Protein stability and folding are thought to be largely determined by the protein’s solvent-accessible surface area (SASA). The van der Waals contact surface of a molecule is used to define this value, which is calculated by comparing the center of a hypothetical solvent sphere to the protein’s van der Waals contact surface (10.2174/1389203715666140327114232). It was necessary to determine how much of the HSA protein could be accessed by solvents, so a SASA analysis was performed. SASA values of roughly 298, 294, and 299 nm2 over the last 10 ns of MD simulations for HSA, HSA:oxali-Pd, and HSA:PdNP show that neither oxali-Pd nor CUR encapsulation causes a significant structural deformation of the protein (Fig. 11).

Fig. 11
figure 11

Solvent accessible surface area (SASA) as a function of simulation time for unloaded and loaded proteins

According to our calculations, the Coulombic and Lennard-Jones (LJ) energies for HSA: oxali-Pd are 65.8 ± 9.3 and −71.7 ± 11.4 kJ mol−1, respectively. In the case of the HSA:PdNP complex, these values rise to 194.1 ± 18.4 and 215.8 ± 21.7 kJ mol−1, respectively. These figures for the interaction energies shed light on the significance of electrostatic and dispersion stabilization in the HSA:oxali-Pd and HSA:PdNP complexes, respectively.

4 Conclusions

Nanotechnology is an emerging field that holds promise as a novel approach to treating numerous diseases, including cancer. In laboratory studies, metal nanoparticles, specifically palladium, have shown cancer cell cytotoxicity. A nano-oxali-palladium coated with turmeric extract was successfully produced in this study, with a diameter of less than 100 nm and a spherical, homogenous shape. Using fluorescence quenching data, protein binding results demonstrated that PdNPs have a potent ability to quench and react with the HSA protein. The molecular dynamics simulations show that oxali-Pd attaches to the -helix of HSA via the local changes in protein hollow spaces without altering the protein’s shape or compactness. In contrast, PdNP requires HSA to undergo structural modifications to create a stable complex. Oxali-Pd and PDNP share the same preferential binding location. In the case of HSA:oxali-Pd, the computed coulombic and Lennard-Jones (LJ) interaction energies are 65.8 ± 9.3 and −71.7 ± 11.4 kJ.mol−1, respectively. In the case of the HSA:PdNP complex, these values rise to 194.1 ± 18.4 and 215.8 ± 21.7 kJ.mol−1. As a result, the complex is held together by both coulombic and LJ non-bonded forces.

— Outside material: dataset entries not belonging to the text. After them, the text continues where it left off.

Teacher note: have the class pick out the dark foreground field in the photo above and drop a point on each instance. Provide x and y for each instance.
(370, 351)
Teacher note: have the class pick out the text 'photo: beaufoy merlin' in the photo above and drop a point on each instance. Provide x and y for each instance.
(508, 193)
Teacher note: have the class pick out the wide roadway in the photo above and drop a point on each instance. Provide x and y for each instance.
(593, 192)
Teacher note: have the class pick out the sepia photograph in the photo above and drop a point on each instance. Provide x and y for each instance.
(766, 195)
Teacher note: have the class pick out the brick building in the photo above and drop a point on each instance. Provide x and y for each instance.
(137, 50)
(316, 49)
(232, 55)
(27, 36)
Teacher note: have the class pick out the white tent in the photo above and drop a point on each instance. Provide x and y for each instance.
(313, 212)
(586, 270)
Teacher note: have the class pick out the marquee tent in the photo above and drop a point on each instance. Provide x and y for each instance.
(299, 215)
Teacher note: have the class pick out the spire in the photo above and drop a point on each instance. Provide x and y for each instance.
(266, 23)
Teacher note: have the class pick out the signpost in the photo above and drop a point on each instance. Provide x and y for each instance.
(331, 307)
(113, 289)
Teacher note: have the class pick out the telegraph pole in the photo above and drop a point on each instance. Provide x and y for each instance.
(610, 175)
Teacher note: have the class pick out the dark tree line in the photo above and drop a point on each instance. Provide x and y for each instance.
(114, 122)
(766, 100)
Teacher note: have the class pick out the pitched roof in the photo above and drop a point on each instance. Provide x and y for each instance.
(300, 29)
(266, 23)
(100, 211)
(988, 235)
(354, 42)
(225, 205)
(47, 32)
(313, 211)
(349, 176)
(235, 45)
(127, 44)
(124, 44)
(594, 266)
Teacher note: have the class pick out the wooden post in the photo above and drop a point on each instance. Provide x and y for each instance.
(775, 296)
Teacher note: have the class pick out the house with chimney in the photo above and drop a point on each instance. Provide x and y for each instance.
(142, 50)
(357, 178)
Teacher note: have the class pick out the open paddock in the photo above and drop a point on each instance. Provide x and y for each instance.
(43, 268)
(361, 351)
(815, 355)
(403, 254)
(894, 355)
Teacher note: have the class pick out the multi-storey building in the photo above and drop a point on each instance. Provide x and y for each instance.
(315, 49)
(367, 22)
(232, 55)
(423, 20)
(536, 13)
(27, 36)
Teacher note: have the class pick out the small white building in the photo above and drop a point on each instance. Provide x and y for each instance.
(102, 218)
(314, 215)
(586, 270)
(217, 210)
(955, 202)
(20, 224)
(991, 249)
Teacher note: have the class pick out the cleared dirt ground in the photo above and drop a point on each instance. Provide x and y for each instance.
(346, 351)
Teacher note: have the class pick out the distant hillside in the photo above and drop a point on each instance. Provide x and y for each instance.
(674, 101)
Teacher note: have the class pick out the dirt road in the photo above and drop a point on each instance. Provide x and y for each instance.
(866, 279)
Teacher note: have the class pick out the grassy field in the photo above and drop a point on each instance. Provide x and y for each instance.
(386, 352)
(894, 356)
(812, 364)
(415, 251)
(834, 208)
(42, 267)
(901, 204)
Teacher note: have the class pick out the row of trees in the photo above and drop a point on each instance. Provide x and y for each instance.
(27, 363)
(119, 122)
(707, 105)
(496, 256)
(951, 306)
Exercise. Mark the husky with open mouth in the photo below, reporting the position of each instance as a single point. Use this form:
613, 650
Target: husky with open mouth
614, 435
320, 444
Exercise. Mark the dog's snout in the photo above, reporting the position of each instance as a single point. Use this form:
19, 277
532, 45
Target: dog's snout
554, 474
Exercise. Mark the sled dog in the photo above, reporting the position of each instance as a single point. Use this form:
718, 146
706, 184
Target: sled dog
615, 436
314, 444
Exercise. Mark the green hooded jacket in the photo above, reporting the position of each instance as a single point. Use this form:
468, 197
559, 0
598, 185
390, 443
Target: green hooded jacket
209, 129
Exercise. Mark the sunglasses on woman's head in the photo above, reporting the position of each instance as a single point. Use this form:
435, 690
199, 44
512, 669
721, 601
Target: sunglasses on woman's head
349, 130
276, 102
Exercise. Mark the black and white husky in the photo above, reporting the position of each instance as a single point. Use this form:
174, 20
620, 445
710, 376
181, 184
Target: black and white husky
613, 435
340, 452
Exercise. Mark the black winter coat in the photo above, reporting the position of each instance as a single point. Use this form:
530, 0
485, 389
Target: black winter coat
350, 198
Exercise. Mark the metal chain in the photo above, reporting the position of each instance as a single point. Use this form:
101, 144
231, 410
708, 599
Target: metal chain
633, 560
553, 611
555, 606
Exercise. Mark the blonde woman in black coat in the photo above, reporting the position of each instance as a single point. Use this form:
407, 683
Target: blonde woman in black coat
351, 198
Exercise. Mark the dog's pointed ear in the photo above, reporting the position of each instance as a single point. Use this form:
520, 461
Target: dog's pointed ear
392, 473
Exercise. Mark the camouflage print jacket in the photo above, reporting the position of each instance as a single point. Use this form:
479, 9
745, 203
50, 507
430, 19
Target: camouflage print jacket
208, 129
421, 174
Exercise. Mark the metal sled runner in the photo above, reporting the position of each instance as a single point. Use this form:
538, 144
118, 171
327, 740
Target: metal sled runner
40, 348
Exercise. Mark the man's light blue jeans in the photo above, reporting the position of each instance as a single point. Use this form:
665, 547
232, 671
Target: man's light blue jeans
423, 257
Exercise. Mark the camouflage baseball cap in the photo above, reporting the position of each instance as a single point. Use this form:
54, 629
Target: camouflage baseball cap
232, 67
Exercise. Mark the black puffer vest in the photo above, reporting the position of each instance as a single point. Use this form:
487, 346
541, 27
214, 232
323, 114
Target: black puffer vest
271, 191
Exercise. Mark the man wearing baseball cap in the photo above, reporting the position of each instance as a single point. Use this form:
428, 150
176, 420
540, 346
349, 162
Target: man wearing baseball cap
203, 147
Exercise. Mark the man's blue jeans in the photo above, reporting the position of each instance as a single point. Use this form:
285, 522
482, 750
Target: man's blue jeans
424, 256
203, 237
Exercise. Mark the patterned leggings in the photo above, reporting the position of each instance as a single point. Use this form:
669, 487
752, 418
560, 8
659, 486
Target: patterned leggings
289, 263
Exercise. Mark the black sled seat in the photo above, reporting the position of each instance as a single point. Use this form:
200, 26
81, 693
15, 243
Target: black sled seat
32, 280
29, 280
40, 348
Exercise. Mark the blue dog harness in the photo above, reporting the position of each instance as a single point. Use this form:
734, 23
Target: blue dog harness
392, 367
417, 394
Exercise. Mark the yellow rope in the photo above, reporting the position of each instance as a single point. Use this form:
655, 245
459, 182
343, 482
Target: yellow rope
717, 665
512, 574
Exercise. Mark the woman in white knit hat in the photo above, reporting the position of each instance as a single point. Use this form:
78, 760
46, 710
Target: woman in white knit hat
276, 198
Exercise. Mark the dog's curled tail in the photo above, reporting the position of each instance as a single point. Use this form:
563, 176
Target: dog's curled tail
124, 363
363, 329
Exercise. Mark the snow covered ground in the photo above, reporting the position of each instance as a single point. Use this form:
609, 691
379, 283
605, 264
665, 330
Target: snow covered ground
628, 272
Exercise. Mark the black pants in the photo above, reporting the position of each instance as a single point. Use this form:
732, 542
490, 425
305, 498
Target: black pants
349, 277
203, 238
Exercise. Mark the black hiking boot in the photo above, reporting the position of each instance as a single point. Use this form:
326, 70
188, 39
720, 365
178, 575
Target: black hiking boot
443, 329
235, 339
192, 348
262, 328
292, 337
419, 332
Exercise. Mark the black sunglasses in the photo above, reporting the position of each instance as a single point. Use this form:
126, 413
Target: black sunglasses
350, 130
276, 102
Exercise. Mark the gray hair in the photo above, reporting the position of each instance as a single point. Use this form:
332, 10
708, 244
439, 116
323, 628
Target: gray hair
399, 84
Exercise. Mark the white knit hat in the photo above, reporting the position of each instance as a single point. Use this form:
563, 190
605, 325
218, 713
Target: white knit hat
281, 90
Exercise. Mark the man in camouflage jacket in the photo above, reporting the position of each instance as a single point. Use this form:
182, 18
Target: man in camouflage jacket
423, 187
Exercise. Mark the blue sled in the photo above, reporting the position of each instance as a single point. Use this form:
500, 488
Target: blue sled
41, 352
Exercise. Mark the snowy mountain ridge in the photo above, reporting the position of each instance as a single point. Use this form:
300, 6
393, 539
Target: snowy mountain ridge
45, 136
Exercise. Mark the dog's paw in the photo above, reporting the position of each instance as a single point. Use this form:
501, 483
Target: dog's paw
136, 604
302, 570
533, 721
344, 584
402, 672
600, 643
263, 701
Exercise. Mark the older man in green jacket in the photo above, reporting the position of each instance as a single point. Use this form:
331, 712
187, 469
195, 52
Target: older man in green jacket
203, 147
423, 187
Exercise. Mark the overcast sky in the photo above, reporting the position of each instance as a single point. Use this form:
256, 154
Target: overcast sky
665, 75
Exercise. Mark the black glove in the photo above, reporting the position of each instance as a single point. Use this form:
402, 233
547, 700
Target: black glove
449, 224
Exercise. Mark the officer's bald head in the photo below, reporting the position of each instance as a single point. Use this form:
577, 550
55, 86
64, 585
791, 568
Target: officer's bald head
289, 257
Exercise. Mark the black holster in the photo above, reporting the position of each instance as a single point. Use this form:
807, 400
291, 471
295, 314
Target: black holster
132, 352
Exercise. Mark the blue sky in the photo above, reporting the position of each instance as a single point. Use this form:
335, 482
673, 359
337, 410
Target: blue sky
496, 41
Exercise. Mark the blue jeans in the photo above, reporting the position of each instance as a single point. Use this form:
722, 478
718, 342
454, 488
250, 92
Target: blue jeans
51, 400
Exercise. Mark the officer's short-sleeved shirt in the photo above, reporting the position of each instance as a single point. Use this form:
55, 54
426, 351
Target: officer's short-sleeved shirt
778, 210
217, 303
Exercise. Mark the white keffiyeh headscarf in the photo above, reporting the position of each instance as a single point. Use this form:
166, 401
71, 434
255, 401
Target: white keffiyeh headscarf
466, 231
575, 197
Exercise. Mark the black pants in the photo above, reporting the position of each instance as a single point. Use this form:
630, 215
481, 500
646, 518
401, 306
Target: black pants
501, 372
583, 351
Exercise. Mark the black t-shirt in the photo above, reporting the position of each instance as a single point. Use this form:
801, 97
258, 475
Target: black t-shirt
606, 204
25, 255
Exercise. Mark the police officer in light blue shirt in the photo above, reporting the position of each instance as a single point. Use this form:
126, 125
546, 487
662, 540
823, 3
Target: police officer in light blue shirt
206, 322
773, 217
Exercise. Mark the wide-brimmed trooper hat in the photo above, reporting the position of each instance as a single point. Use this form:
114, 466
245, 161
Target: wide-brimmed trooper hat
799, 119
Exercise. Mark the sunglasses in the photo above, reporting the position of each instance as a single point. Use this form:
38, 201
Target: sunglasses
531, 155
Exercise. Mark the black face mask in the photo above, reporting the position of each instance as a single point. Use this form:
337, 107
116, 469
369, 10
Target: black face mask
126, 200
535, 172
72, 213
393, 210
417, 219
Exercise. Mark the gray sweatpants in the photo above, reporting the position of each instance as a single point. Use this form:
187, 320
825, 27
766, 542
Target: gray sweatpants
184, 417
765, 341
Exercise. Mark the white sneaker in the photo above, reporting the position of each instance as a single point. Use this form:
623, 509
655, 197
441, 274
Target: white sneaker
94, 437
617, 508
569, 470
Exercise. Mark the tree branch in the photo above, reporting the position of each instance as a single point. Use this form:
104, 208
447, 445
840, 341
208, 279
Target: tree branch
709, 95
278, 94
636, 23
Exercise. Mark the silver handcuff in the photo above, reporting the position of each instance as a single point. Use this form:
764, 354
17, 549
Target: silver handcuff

The produced nanoparticles exhibit higher cytotoxicity than free oxali-palladium and free extract and can induce apoptosis in the HCT116 colorectal cancer cell line. This study’s findings could lead to the conclusion that, in the future, palladium nanoparticles made using green chemical techniques would replace conventional treatment approaches, ushering in a new paradigm in oncotherapy.